Photo via Swiderski family

Nato nel 1978 da Butlers Dream e Lady Audra l’allievo della famiglia Swiderski compie i suoi primi quarant’anni sprizzando salute da tutti i pori.

Una storia unica, irripetibile, che ha coinvolto il più anziano trottatore al mondo con i suoi quarant’anni di età. La favola di Audra’s Dream e la famiglia Swiderski inizia nel 1982, anno dell’acquisto del cavallo, dopo che lo stesso aveva già disputato quarantacinque corse principalmente sul tracciato dell storico e oggi non più attivo Hinsdale Raceway.
“Lo abbiamo comprato per iniziare a correre – ha dichiarato la comproprietaria Kathy Swiderski – Da quel momento mio marito lo ha guidato nelle fairs di tutto il New England”.
Ritirato nel 1983 all’età di cinque anni dopo un infortunio, Audra’s Dream è stato trasferito presso la fattoria di famiglia in East Hampton, Massachusetts, dove ha iniziato il suo personalissimo e meraviglioso rapporto con la famiglia Swiderski, al punto che la piccola Rachel, figlia della coppia, lo ha soprannominato “Kissy” grazie ad un atteggiamento gentile e sempre disponibile verso i componenti e gli amici della famiglia.

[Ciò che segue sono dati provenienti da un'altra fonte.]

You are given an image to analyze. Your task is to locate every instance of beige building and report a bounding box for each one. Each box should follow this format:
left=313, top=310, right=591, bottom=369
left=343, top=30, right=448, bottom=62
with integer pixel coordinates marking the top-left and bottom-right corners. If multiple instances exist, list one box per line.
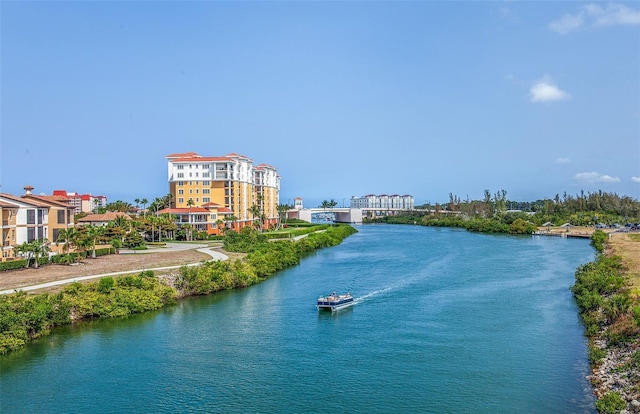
left=0, top=186, right=75, bottom=261
left=165, top=152, right=280, bottom=234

“Ha portato a tutta la nostra famiglia un’enorme quantità di gioia per ognuno dei trentasei anni trascorsi insieme; chi avrebbe mai immaginato che sarebbe stato con noi per così tanto tempo? Siamo stati benedetti ogni giorno che ha fatto parte delle nostre vite. Lui non è solo un animale o un semplice cavallo ma un membro della nostra famiglia. Come potrebbe essere diversamente?!”

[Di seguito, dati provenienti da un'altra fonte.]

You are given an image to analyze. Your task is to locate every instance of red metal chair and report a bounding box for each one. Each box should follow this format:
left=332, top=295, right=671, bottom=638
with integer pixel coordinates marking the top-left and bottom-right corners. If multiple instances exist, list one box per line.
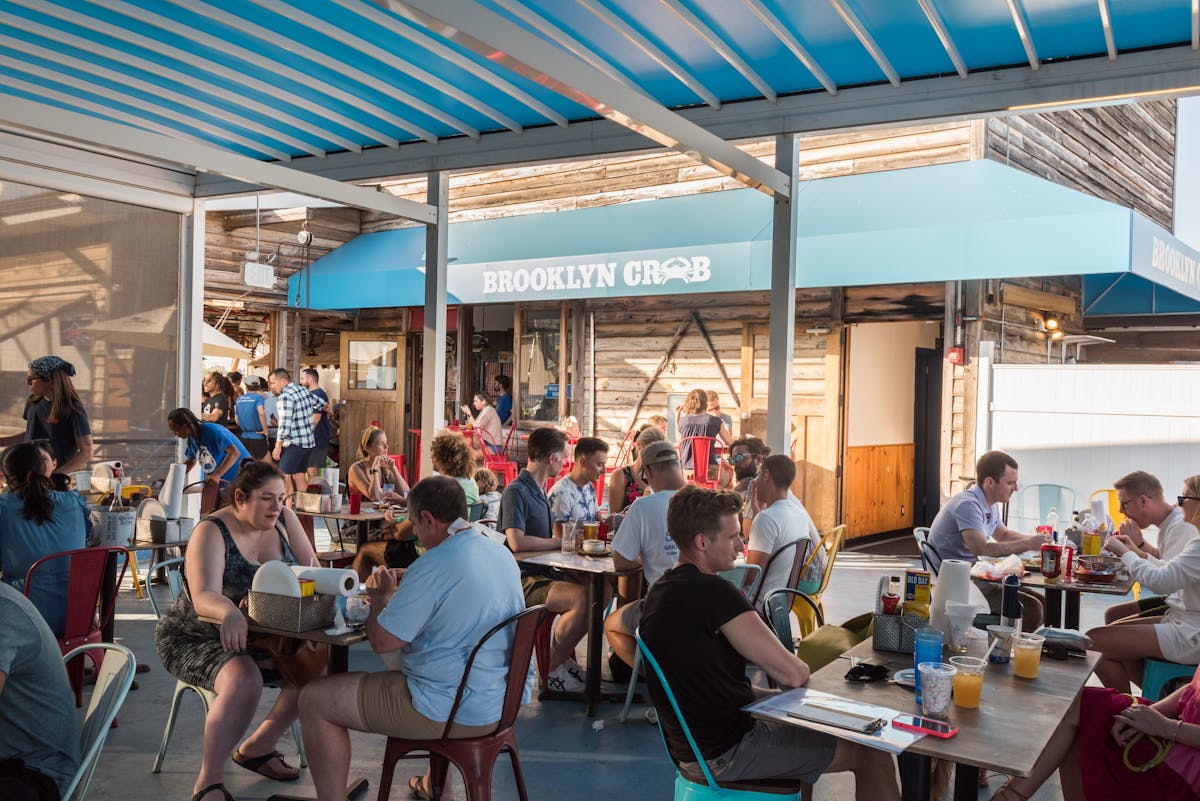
left=25, top=546, right=128, bottom=706
left=679, top=436, right=716, bottom=489
left=378, top=606, right=546, bottom=801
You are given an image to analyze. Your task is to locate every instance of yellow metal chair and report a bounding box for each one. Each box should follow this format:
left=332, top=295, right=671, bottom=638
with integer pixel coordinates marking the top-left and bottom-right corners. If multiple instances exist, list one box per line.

Oggi Audra’s Dream trascorre le sue giornate insieme all’amico di paddock Rocket, mangia due volte al giorno e pur non essendo più un atleta ha ancora lo spirito di un cavallo vivace.
“E’ straordinario quanto abbia insegnato a tutti noi – ha ribadito Kathy Swiderski – Ci ha insegnato le corse al trotto, ci ha permesso di instaurare relazioni con altre persone coinvolte nelle corse e che ancora oggi sono ricche di momenti meravigliosi.

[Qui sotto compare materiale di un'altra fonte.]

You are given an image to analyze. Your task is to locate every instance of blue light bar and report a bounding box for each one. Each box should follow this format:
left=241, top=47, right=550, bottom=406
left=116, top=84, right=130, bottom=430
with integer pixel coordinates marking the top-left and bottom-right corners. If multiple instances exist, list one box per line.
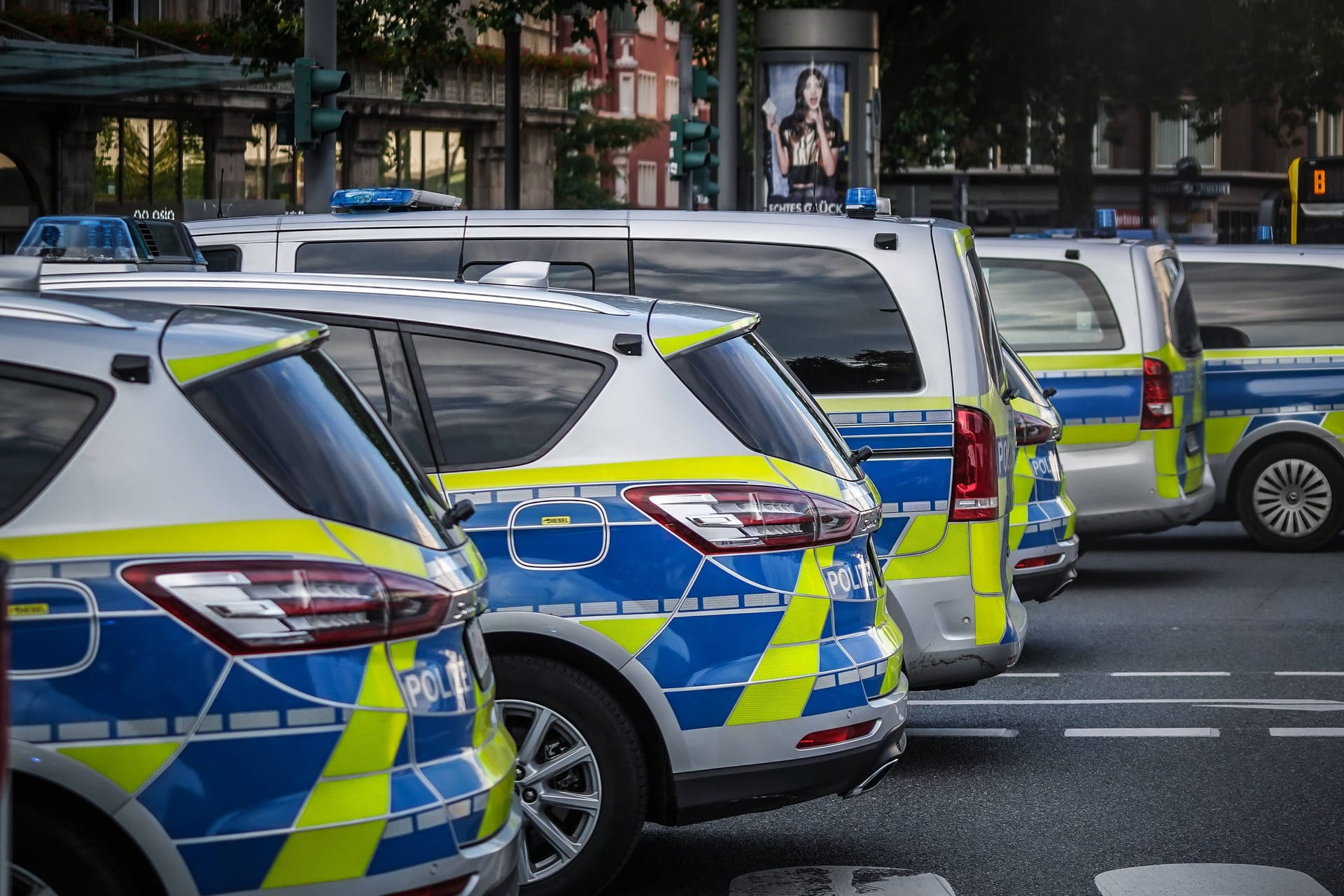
left=330, top=187, right=462, bottom=212
left=1093, top=208, right=1116, bottom=237
left=844, top=187, right=878, bottom=218
left=13, top=215, right=140, bottom=262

Ma la cosa più importante che ci ha insegnato riguarda l’amore; l’amore che abbiamo l’uno per l’altro come famiglia e per gli altri, così come l’amore che abbiamo per lui. Ci ha dato molto più di quanto noi gli abbiamo restituito.
Ogni mattina che trascorriamo del tempo con lui lo consideriamo un dono.”